The number of private renters in England is currently double what it was in 2000 and 80 percent of tenants feel ‘trapped’ in renting, paying rents that are higher than a mortgage which then prevents them saving a deposit to buy their own home.
Skipton is addressing the barriers to homeownership with what is a solution to a problem.
The Building Society has recognised that there is a gap in the market for people who have a strong history of making rental payments over a period of time and can evidence affordability of a mortgage – but for whom there is currently no solution to buy a property due to lack of savings or access to the bank of mum and dad.
The threat of negativity equity is a big one as even a small fall in house prices could put those who sign up into negative equity, potentially trapping people in properties worth less than their mortgages.
It is important that borrowers understand why and how this product is different.
A ‘no-deposit’ mortgage was commonplace before 2008, at which point they were axed and tighter rules were introduced on who can get mortgages and how much they could borrow.
On reading about the mortgage, there are several obstacles that prospective homeowners need to overcome to qualify for the 100 percent deal.
For example, the monthly mortgage payment must be equal to or lower than the rent they are used to paying.
So, tenants paying an average of £1,000 a month over the last six months will have a maximum monthly mortgage payment of £1,000, and this will also determine the maximum amount that can be borrowed.

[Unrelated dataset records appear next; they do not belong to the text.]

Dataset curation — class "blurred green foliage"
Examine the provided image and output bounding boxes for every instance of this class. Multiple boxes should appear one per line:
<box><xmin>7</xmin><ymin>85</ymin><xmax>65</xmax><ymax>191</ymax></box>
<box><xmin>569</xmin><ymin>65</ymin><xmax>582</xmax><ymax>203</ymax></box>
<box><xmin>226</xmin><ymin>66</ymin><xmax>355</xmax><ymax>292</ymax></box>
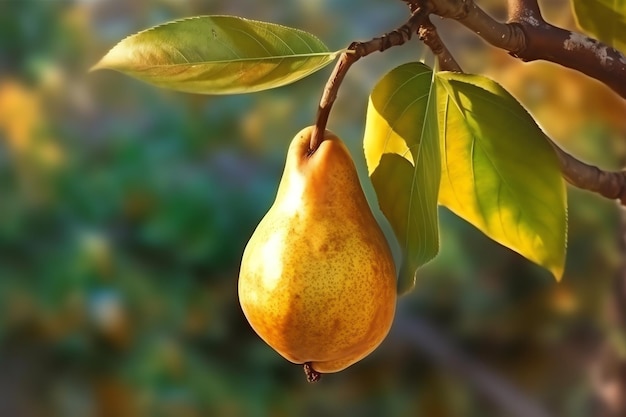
<box><xmin>0</xmin><ymin>0</ymin><xmax>620</xmax><ymax>417</ymax></box>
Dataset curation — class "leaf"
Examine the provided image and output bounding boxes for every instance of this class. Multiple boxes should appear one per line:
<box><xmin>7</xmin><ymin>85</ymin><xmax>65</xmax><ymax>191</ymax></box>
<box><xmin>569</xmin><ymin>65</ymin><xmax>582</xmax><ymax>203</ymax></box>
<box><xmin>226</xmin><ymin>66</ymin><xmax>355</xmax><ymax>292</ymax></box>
<box><xmin>92</xmin><ymin>16</ymin><xmax>337</xmax><ymax>94</ymax></box>
<box><xmin>572</xmin><ymin>0</ymin><xmax>626</xmax><ymax>52</ymax></box>
<box><xmin>363</xmin><ymin>63</ymin><xmax>441</xmax><ymax>292</ymax></box>
<box><xmin>436</xmin><ymin>73</ymin><xmax>567</xmax><ymax>280</ymax></box>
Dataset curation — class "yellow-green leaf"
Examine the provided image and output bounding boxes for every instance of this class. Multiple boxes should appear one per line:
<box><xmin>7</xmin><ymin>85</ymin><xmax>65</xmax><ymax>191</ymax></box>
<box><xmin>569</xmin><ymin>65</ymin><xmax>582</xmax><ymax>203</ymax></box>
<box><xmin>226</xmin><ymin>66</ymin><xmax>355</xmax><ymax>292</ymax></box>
<box><xmin>572</xmin><ymin>0</ymin><xmax>626</xmax><ymax>52</ymax></box>
<box><xmin>436</xmin><ymin>73</ymin><xmax>567</xmax><ymax>279</ymax></box>
<box><xmin>363</xmin><ymin>63</ymin><xmax>441</xmax><ymax>292</ymax></box>
<box><xmin>92</xmin><ymin>16</ymin><xmax>337</xmax><ymax>94</ymax></box>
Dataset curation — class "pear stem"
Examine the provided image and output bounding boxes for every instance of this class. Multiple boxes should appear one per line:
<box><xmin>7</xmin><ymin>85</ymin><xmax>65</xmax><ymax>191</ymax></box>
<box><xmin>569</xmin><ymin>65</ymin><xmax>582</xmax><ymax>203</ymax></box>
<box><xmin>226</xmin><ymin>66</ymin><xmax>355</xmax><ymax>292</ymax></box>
<box><xmin>309</xmin><ymin>2</ymin><xmax>432</xmax><ymax>154</ymax></box>
<box><xmin>304</xmin><ymin>362</ymin><xmax>322</xmax><ymax>383</ymax></box>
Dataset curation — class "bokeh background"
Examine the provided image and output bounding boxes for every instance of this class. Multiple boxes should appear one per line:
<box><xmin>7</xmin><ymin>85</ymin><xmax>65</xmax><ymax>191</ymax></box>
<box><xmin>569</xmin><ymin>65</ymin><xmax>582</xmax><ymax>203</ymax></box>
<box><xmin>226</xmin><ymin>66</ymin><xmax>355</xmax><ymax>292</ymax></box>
<box><xmin>0</xmin><ymin>0</ymin><xmax>626</xmax><ymax>417</ymax></box>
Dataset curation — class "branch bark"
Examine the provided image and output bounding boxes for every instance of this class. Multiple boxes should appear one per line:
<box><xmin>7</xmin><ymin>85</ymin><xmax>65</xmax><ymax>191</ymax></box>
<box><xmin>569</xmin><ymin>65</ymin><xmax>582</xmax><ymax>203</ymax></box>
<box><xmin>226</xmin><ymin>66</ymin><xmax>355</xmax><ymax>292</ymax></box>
<box><xmin>309</xmin><ymin>4</ymin><xmax>432</xmax><ymax>152</ymax></box>
<box><xmin>430</xmin><ymin>0</ymin><xmax>626</xmax><ymax>98</ymax></box>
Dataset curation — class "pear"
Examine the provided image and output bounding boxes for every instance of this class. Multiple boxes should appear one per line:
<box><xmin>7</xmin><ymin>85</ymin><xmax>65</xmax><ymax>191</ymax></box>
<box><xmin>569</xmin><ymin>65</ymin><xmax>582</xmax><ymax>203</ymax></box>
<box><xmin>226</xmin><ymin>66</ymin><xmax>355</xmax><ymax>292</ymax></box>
<box><xmin>239</xmin><ymin>127</ymin><xmax>396</xmax><ymax>376</ymax></box>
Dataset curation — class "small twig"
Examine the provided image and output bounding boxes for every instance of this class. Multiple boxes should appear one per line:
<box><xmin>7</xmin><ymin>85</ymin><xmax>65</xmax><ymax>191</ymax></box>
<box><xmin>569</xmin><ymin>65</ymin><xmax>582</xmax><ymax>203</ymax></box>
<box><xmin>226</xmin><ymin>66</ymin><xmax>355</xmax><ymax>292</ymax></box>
<box><xmin>417</xmin><ymin>18</ymin><xmax>463</xmax><ymax>72</ymax></box>
<box><xmin>309</xmin><ymin>6</ymin><xmax>430</xmax><ymax>153</ymax></box>
<box><xmin>548</xmin><ymin>139</ymin><xmax>626</xmax><ymax>205</ymax></box>
<box><xmin>429</xmin><ymin>0</ymin><xmax>626</xmax><ymax>98</ymax></box>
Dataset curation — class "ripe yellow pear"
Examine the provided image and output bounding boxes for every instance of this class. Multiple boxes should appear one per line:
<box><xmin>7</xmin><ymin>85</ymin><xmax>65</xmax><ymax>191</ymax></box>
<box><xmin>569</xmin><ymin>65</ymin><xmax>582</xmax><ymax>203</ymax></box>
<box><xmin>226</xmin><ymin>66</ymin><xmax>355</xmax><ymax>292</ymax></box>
<box><xmin>239</xmin><ymin>127</ymin><xmax>396</xmax><ymax>373</ymax></box>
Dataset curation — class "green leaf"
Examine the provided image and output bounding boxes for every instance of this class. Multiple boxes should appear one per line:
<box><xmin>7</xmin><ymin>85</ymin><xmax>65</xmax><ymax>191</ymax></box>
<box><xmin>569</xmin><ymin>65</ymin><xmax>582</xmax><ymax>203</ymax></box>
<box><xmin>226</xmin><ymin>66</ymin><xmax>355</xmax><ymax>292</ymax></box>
<box><xmin>572</xmin><ymin>0</ymin><xmax>626</xmax><ymax>52</ymax></box>
<box><xmin>92</xmin><ymin>16</ymin><xmax>337</xmax><ymax>94</ymax></box>
<box><xmin>436</xmin><ymin>73</ymin><xmax>567</xmax><ymax>280</ymax></box>
<box><xmin>363</xmin><ymin>63</ymin><xmax>441</xmax><ymax>292</ymax></box>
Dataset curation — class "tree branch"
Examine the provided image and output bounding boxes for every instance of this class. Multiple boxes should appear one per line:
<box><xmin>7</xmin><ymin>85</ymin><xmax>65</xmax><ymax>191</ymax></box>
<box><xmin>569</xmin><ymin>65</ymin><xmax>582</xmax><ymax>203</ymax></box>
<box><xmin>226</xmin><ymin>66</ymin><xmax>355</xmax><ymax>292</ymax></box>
<box><xmin>309</xmin><ymin>4</ymin><xmax>431</xmax><ymax>152</ymax></box>
<box><xmin>548</xmin><ymin>139</ymin><xmax>626</xmax><ymax>205</ymax></box>
<box><xmin>417</xmin><ymin>17</ymin><xmax>463</xmax><ymax>72</ymax></box>
<box><xmin>430</xmin><ymin>0</ymin><xmax>626</xmax><ymax>98</ymax></box>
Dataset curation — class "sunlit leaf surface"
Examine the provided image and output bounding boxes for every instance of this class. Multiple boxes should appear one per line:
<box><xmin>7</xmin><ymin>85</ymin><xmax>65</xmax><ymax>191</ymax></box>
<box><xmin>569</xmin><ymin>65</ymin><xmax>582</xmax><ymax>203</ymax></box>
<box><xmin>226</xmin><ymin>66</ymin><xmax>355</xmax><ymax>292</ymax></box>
<box><xmin>436</xmin><ymin>73</ymin><xmax>567</xmax><ymax>279</ymax></box>
<box><xmin>363</xmin><ymin>63</ymin><xmax>441</xmax><ymax>292</ymax></box>
<box><xmin>93</xmin><ymin>16</ymin><xmax>337</xmax><ymax>94</ymax></box>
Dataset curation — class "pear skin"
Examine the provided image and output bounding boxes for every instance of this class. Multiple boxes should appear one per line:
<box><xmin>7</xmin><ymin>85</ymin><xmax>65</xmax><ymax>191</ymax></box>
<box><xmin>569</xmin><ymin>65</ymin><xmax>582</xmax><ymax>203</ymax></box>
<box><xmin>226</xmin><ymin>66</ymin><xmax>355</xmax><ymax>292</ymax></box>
<box><xmin>239</xmin><ymin>127</ymin><xmax>396</xmax><ymax>373</ymax></box>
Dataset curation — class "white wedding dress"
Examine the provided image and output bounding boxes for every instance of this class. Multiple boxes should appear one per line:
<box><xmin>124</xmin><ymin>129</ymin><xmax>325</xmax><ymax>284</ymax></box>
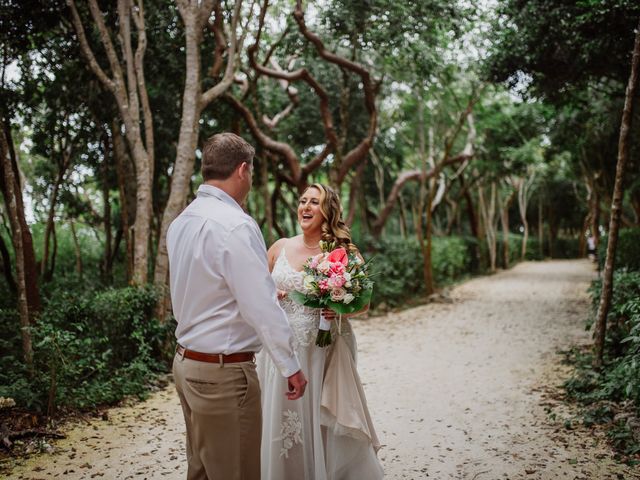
<box><xmin>257</xmin><ymin>248</ymin><xmax>383</xmax><ymax>480</ymax></box>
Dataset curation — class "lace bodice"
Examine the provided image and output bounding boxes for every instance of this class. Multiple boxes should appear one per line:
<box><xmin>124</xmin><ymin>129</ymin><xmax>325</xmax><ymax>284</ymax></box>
<box><xmin>271</xmin><ymin>248</ymin><xmax>320</xmax><ymax>350</ymax></box>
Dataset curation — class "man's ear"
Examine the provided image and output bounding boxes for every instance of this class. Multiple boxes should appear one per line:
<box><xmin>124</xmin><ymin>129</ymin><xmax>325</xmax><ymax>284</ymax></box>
<box><xmin>238</xmin><ymin>162</ymin><xmax>251</xmax><ymax>179</ymax></box>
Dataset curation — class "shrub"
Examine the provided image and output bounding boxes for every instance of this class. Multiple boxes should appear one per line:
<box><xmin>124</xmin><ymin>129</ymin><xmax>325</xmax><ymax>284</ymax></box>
<box><xmin>598</xmin><ymin>227</ymin><xmax>640</xmax><ymax>270</ymax></box>
<box><xmin>362</xmin><ymin>236</ymin><xmax>477</xmax><ymax>307</ymax></box>
<box><xmin>565</xmin><ymin>270</ymin><xmax>640</xmax><ymax>455</ymax></box>
<box><xmin>0</xmin><ymin>287</ymin><xmax>173</xmax><ymax>411</ymax></box>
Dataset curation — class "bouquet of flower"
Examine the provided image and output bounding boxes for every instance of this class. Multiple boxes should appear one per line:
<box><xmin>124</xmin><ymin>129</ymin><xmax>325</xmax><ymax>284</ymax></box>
<box><xmin>289</xmin><ymin>241</ymin><xmax>373</xmax><ymax>347</ymax></box>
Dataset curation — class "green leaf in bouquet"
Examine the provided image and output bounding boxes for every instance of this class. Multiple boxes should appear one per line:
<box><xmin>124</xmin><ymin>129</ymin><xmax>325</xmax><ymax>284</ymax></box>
<box><xmin>323</xmin><ymin>287</ymin><xmax>373</xmax><ymax>315</ymax></box>
<box><xmin>289</xmin><ymin>290</ymin><xmax>326</xmax><ymax>308</ymax></box>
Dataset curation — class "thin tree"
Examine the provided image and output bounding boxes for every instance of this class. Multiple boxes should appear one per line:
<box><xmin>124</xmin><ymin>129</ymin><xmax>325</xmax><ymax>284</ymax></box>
<box><xmin>67</xmin><ymin>0</ymin><xmax>154</xmax><ymax>285</ymax></box>
<box><xmin>593</xmin><ymin>22</ymin><xmax>640</xmax><ymax>369</ymax></box>
<box><xmin>0</xmin><ymin>122</ymin><xmax>33</xmax><ymax>369</ymax></box>
<box><xmin>154</xmin><ymin>0</ymin><xmax>245</xmax><ymax>300</ymax></box>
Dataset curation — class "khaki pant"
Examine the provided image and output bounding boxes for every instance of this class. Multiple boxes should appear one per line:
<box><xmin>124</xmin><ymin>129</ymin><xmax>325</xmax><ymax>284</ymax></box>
<box><xmin>173</xmin><ymin>354</ymin><xmax>262</xmax><ymax>480</ymax></box>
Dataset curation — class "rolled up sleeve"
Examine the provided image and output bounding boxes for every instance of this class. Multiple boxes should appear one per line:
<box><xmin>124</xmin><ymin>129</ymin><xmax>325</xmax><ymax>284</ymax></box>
<box><xmin>222</xmin><ymin>222</ymin><xmax>300</xmax><ymax>377</ymax></box>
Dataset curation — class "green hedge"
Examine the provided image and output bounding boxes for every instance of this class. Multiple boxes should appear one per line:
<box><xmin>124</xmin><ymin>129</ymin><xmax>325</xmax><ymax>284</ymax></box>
<box><xmin>565</xmin><ymin>270</ymin><xmax>640</xmax><ymax>455</ymax></box>
<box><xmin>598</xmin><ymin>228</ymin><xmax>640</xmax><ymax>270</ymax></box>
<box><xmin>365</xmin><ymin>236</ymin><xmax>479</xmax><ymax>308</ymax></box>
<box><xmin>0</xmin><ymin>287</ymin><xmax>174</xmax><ymax>411</ymax></box>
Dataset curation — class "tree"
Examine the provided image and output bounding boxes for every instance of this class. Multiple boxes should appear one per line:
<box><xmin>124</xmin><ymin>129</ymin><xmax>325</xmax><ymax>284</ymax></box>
<box><xmin>594</xmin><ymin>22</ymin><xmax>640</xmax><ymax>369</ymax></box>
<box><xmin>154</xmin><ymin>0</ymin><xmax>245</xmax><ymax>317</ymax></box>
<box><xmin>67</xmin><ymin>0</ymin><xmax>154</xmax><ymax>285</ymax></box>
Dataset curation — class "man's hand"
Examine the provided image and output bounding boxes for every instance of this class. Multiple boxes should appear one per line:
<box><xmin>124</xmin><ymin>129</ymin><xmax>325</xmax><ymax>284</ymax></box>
<box><xmin>287</xmin><ymin>370</ymin><xmax>307</xmax><ymax>400</ymax></box>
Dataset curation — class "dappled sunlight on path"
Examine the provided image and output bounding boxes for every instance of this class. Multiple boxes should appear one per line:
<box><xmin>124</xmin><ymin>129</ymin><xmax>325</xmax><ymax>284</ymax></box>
<box><xmin>9</xmin><ymin>261</ymin><xmax>640</xmax><ymax>480</ymax></box>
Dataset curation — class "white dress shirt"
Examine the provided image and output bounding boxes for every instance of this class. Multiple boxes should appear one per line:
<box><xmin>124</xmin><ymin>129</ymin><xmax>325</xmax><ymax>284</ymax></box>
<box><xmin>167</xmin><ymin>185</ymin><xmax>300</xmax><ymax>377</ymax></box>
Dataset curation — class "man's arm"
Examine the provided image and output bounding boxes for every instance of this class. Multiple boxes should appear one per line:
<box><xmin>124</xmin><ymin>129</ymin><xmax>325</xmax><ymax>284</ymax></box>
<box><xmin>223</xmin><ymin>223</ymin><xmax>300</xmax><ymax>377</ymax></box>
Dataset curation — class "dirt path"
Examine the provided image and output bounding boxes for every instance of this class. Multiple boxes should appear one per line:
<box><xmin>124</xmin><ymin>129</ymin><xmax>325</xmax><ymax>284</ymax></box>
<box><xmin>2</xmin><ymin>261</ymin><xmax>640</xmax><ymax>480</ymax></box>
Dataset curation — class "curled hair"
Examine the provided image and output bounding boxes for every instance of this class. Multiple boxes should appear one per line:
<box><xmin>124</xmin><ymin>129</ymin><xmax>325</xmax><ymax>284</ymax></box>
<box><xmin>305</xmin><ymin>183</ymin><xmax>357</xmax><ymax>252</ymax></box>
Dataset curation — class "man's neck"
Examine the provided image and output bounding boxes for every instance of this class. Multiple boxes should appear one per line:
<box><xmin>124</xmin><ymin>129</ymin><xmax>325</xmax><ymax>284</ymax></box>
<box><xmin>204</xmin><ymin>180</ymin><xmax>243</xmax><ymax>206</ymax></box>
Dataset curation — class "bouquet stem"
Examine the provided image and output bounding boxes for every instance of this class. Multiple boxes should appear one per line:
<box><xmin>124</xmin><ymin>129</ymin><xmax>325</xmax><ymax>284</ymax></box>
<box><xmin>316</xmin><ymin>312</ymin><xmax>331</xmax><ymax>347</ymax></box>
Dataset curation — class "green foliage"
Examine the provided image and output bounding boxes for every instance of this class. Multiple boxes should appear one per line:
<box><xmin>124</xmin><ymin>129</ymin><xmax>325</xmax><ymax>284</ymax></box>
<box><xmin>0</xmin><ymin>287</ymin><xmax>173</xmax><ymax>412</ymax></box>
<box><xmin>431</xmin><ymin>237</ymin><xmax>475</xmax><ymax>285</ymax></box>
<box><xmin>565</xmin><ymin>270</ymin><xmax>640</xmax><ymax>455</ymax></box>
<box><xmin>364</xmin><ymin>235</ymin><xmax>536</xmax><ymax>307</ymax></box>
<box><xmin>365</xmin><ymin>236</ymin><xmax>424</xmax><ymax>308</ymax></box>
<box><xmin>598</xmin><ymin>227</ymin><xmax>640</xmax><ymax>270</ymax></box>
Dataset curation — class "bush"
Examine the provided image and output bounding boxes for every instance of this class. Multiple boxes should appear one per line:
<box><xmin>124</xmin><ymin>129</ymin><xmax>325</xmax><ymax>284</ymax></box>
<box><xmin>0</xmin><ymin>287</ymin><xmax>173</xmax><ymax>411</ymax></box>
<box><xmin>565</xmin><ymin>270</ymin><xmax>640</xmax><ymax>455</ymax></box>
<box><xmin>362</xmin><ymin>236</ymin><xmax>478</xmax><ymax>307</ymax></box>
<box><xmin>365</xmin><ymin>237</ymin><xmax>424</xmax><ymax>308</ymax></box>
<box><xmin>430</xmin><ymin>237</ymin><xmax>477</xmax><ymax>285</ymax></box>
<box><xmin>552</xmin><ymin>237</ymin><xmax>580</xmax><ymax>258</ymax></box>
<box><xmin>598</xmin><ymin>228</ymin><xmax>640</xmax><ymax>270</ymax></box>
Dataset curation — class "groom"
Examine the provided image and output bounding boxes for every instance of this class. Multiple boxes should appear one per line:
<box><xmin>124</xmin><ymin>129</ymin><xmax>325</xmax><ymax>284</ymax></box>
<box><xmin>167</xmin><ymin>133</ymin><xmax>307</xmax><ymax>480</ymax></box>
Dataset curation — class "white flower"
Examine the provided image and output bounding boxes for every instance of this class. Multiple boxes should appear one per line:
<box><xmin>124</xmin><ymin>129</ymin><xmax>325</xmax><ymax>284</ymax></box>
<box><xmin>302</xmin><ymin>275</ymin><xmax>314</xmax><ymax>293</ymax></box>
<box><xmin>318</xmin><ymin>260</ymin><xmax>331</xmax><ymax>275</ymax></box>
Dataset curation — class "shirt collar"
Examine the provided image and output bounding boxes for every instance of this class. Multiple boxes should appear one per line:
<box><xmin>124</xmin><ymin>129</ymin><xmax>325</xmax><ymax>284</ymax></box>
<box><xmin>197</xmin><ymin>183</ymin><xmax>244</xmax><ymax>212</ymax></box>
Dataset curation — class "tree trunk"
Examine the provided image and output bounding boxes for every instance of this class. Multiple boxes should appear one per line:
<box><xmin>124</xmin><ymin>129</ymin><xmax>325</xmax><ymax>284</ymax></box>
<box><xmin>593</xmin><ymin>18</ymin><xmax>640</xmax><ymax>369</ymax></box>
<box><xmin>40</xmin><ymin>169</ymin><xmax>65</xmax><ymax>281</ymax></box>
<box><xmin>67</xmin><ymin>0</ymin><xmax>154</xmax><ymax>285</ymax></box>
<box><xmin>111</xmin><ymin>120</ymin><xmax>136</xmax><ymax>282</ymax></box>
<box><xmin>102</xmin><ymin>135</ymin><xmax>113</xmax><ymax>284</ymax></box>
<box><xmin>0</xmin><ymin>231</ymin><xmax>17</xmax><ymax>293</ymax></box>
<box><xmin>538</xmin><ymin>196</ymin><xmax>544</xmax><ymax>258</ymax></box>
<box><xmin>398</xmin><ymin>194</ymin><xmax>407</xmax><ymax>238</ymax></box>
<box><xmin>69</xmin><ymin>218</ymin><xmax>82</xmax><ymax>278</ymax></box>
<box><xmin>498</xmin><ymin>188</ymin><xmax>515</xmax><ymax>268</ymax></box>
<box><xmin>478</xmin><ymin>182</ymin><xmax>497</xmax><ymax>272</ymax></box>
<box><xmin>153</xmin><ymin>0</ymin><xmax>242</xmax><ymax>320</ymax></box>
<box><xmin>0</xmin><ymin>117</ymin><xmax>41</xmax><ymax>316</ymax></box>
<box><xmin>260</xmin><ymin>155</ymin><xmax>275</xmax><ymax>245</ymax></box>
<box><xmin>0</xmin><ymin>120</ymin><xmax>33</xmax><ymax>370</ymax></box>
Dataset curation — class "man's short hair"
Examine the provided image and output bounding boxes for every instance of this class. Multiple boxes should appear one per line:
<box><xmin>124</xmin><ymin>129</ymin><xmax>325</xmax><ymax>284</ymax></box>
<box><xmin>202</xmin><ymin>132</ymin><xmax>256</xmax><ymax>181</ymax></box>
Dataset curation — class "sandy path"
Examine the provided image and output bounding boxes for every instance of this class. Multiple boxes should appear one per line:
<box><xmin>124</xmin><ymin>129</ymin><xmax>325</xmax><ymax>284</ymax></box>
<box><xmin>2</xmin><ymin>261</ymin><xmax>640</xmax><ymax>480</ymax></box>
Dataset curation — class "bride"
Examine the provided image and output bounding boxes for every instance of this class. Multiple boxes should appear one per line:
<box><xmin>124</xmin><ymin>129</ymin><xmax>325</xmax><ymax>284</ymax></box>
<box><xmin>257</xmin><ymin>184</ymin><xmax>383</xmax><ymax>480</ymax></box>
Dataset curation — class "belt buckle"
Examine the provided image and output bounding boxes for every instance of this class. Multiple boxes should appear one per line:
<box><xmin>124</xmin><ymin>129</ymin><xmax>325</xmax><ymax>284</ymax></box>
<box><xmin>176</xmin><ymin>344</ymin><xmax>187</xmax><ymax>360</ymax></box>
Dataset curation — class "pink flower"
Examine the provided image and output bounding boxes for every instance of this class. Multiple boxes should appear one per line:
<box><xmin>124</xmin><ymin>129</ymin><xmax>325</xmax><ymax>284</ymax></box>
<box><xmin>318</xmin><ymin>278</ymin><xmax>329</xmax><ymax>293</ymax></box>
<box><xmin>328</xmin><ymin>275</ymin><xmax>347</xmax><ymax>288</ymax></box>
<box><xmin>318</xmin><ymin>260</ymin><xmax>331</xmax><ymax>275</ymax></box>
<box><xmin>309</xmin><ymin>253</ymin><xmax>324</xmax><ymax>268</ymax></box>
<box><xmin>331</xmin><ymin>288</ymin><xmax>347</xmax><ymax>302</ymax></box>
<box><xmin>329</xmin><ymin>262</ymin><xmax>344</xmax><ymax>275</ymax></box>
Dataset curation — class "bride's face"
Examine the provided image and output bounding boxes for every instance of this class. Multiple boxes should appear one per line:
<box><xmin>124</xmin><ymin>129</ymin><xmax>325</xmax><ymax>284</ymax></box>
<box><xmin>298</xmin><ymin>187</ymin><xmax>324</xmax><ymax>232</ymax></box>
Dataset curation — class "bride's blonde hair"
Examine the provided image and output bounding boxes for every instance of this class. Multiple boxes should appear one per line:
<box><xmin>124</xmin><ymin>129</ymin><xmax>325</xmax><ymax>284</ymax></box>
<box><xmin>305</xmin><ymin>183</ymin><xmax>357</xmax><ymax>252</ymax></box>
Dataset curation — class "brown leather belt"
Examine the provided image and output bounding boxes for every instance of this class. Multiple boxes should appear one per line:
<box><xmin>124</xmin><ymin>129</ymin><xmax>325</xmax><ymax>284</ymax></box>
<box><xmin>176</xmin><ymin>345</ymin><xmax>255</xmax><ymax>365</ymax></box>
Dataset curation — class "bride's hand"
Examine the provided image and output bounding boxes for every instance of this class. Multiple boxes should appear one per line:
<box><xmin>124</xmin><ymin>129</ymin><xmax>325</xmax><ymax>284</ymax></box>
<box><xmin>322</xmin><ymin>308</ymin><xmax>336</xmax><ymax>322</ymax></box>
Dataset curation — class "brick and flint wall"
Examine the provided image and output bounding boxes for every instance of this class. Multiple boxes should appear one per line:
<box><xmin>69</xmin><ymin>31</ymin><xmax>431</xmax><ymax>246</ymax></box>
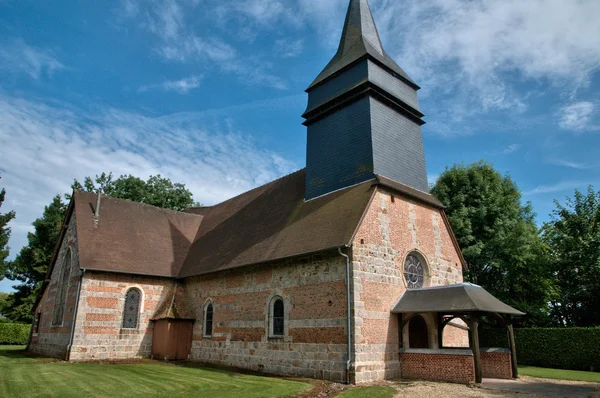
<box><xmin>352</xmin><ymin>189</ymin><xmax>468</xmax><ymax>383</ymax></box>
<box><xmin>70</xmin><ymin>271</ymin><xmax>174</xmax><ymax>361</ymax></box>
<box><xmin>186</xmin><ymin>252</ymin><xmax>347</xmax><ymax>382</ymax></box>
<box><xmin>29</xmin><ymin>212</ymin><xmax>80</xmax><ymax>359</ymax></box>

Standard mortgage affordability requirements must be met, applicants must be over the age of 21, and credit score checks must be passed in addition to evidence of a minimum of 12-months’ good track record rental history.
The mortgage is a longer-term product – a five-year fixed-rate deal – which is designed to mitigate volatility, and the 5.49 percent interest rate is pricier than the current average new five-year fixed-rate, which is about 5 percent.
The mortgage has a maximum term of 35 years and buyers will be able to borrow up to 4.49x their income up to a maximum total loan of £600,000.
There are other 100 percent mortgages on the market, however, these generally come with a requirement of a guarantor and are labelled ‘family assisted’ mortgages such as the Barclays Family Springboard mortgage.